Dossier : IMM-6639-03

Référence : 2004 CF 1533

Toronto (Ontario), le 29 octobre 2004

EN PRÉSENCE DE MONSIEUR LE JUGE CAMPBELL

ENTRE :

                                                            HUSSEIN SUMAIDA

                                                                                                                                          demandeur

                                                                             et

                     LE MINISTRE DE LA CITOYENNETÉ ET DE L'IMMIGRATION

                                                                                                                                           défendeur

                                MOTIFS DE L'ORDONNANCE ET ORDONNANCE

[1]                Le demandeur est un citoyen de l'Irak et de la Tunisie qui a fait l'objet d'une décision défavorable rendue le 1er août 2003 par un agent d'immigration (l'agent) à la suite d'une demande fondée sur des raisons d'ordre humanitaire, même si la Section du statut de réfugié (SSR) et un agent d'examen des risques avant renvoi (ERAR) ont jugé qu'il serait exposé à un risque s'il était renvoyé dans l'un ou l'autre de ces pays.

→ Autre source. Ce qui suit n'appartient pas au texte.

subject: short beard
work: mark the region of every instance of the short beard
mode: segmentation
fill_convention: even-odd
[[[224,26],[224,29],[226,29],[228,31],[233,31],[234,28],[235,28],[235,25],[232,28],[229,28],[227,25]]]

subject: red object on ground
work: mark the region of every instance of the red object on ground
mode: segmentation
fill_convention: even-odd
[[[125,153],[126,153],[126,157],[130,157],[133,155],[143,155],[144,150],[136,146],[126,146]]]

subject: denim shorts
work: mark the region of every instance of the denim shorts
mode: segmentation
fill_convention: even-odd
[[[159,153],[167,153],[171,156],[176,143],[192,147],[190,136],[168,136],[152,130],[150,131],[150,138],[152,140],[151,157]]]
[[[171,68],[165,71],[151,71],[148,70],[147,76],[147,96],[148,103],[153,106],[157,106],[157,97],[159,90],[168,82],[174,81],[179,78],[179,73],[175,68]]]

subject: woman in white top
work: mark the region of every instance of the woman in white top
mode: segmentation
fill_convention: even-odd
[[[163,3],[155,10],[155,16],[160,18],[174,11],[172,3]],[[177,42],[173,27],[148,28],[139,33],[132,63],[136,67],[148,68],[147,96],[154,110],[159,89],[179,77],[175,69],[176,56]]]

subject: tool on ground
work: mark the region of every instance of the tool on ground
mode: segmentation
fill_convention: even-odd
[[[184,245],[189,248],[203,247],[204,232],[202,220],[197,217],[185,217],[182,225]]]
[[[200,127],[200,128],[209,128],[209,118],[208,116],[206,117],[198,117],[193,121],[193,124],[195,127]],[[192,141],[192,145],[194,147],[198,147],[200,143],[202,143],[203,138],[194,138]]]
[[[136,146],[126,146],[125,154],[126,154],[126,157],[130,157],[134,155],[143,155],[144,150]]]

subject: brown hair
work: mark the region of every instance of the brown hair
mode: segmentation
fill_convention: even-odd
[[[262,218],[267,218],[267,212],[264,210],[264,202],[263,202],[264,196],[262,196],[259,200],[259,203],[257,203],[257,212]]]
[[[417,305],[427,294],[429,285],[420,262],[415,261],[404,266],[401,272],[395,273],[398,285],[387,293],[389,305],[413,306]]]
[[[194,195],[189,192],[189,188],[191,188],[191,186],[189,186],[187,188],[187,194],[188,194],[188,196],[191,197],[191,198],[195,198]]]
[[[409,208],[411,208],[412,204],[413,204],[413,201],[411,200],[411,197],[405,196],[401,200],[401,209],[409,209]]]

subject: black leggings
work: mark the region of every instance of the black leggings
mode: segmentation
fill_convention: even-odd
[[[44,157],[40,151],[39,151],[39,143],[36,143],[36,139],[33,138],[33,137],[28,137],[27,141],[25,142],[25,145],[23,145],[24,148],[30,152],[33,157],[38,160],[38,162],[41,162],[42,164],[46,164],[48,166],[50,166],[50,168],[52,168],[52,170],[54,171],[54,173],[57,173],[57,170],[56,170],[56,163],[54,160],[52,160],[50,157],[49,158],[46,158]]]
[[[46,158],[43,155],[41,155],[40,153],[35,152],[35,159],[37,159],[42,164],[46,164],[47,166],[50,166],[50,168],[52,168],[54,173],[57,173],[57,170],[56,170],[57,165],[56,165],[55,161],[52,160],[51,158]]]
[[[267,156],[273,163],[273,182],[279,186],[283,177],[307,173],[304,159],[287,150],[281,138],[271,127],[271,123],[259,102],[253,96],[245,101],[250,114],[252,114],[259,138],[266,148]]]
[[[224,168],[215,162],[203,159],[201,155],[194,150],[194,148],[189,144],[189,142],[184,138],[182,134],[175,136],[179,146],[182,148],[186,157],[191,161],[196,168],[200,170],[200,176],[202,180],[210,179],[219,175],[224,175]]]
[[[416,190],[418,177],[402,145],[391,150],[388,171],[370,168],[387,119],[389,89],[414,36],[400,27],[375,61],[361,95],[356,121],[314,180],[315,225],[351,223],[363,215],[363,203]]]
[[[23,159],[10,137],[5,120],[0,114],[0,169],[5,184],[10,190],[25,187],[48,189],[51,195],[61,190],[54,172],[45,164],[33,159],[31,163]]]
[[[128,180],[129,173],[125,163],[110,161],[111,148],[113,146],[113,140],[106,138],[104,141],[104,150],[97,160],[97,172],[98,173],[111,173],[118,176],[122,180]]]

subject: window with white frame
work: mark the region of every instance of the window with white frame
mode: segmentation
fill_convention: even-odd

[2]                La question en litige est de savoir si la décision concernant la demande fondée sur des raisons d'ordre humanitaire est insatisfaisante et, par conséquent, déraisonnable. Pour les motifs énoncés ci-dessous, j'estime qu'elle ne l'est pas.

A. Contexte factuel

[3]                Le demandeur a travaillé de nombreuses années comme informateur pour la police secrète irakienne, le « Mukhabarat » , et a espionné des membres du parti Al Da'wa au Royaume-Uni. Il a volontairement agi comme « taupe » et participé personnellement à faire en sorte qu'environ 30 à 35 personnes soient exposées, avec les membres de leur famille, à un risque probable de torture et d'assassinat. Par la suite, il a changé de côté pour aller travailler pour le Mossad, les services secrets israéliens, et a espionné les membres de l'Organisation de libération de la Palestine (OLP) jusqu'à ce qu'il se rende compte qu'il n'était pas en sécurité dans cette position. Le demandeur a ensuite dévoilé les noms des membres du Mossad aux autorités irakiennes en échange d'un pardon officiel de Saddam Hussein et d'une entente le réintégrant au sein du Mukhabarat. Il devait alors rendre compte sur des personnes que le Mukhabarat prenait pour cible. Plus tard, il a fourni des armes à un leader terroriste de haut rang de l'OLP, Abu al-Abbas (voir le dossier du demandeur, pages 21 et 22).


B. Le contexte juridique

[4]                Le demandeur est arrivé au Canada le 26 avril 1990 et il s'est ensuite rendu au Royaume-Uni où il a présenté une demande d'asile visant l'Irak. Au bout de huit jours, sa demande a été rejetée et il a été renvoyé au Canada où il a demandé, le 19 octobre 1990, le statut de réfugié à l'égard de l'Irak et de la Tunisie. Le 6 août 1991, la femme du demandeur est arrivée au Canada et a demandé le statut de réfugiée. Le 12 décembre 1991, il y a eu audience et, bien qu'elle ait jugé que le demandeur craignait avec raison d'être persécuté du fait de ses opinions politiques tant en Irak qu'en Tunisie, la SSR a rejeté sa demande au motif qu'il était exclu en vertu des alinéas 1Fa) et c) de la Convention des Nations Unies relative au statut des réfugiés adoptée en 1951. La disposition 1F est rédigée comme suit :

Les dispositions de cette Convention ne seront pas applicables aux personnes dont on aura des raisons sérieuses de penser :

a) Qu'elles ont commis un crime contre la paix, un crime de guerre ou un crime contre l'humanité, au sens des instruments internationaux élaborés pour prévoir des dispositions relatives à ces crimes;

b) Qu'elles ont commis un crime grave de droit commun en dehors du pays d'accueil avant d'y être admises comme réfugiés;

c) Qu'elles se sont rendues coupables d'agissements contraires aux buts et aux principes des Nations Unies.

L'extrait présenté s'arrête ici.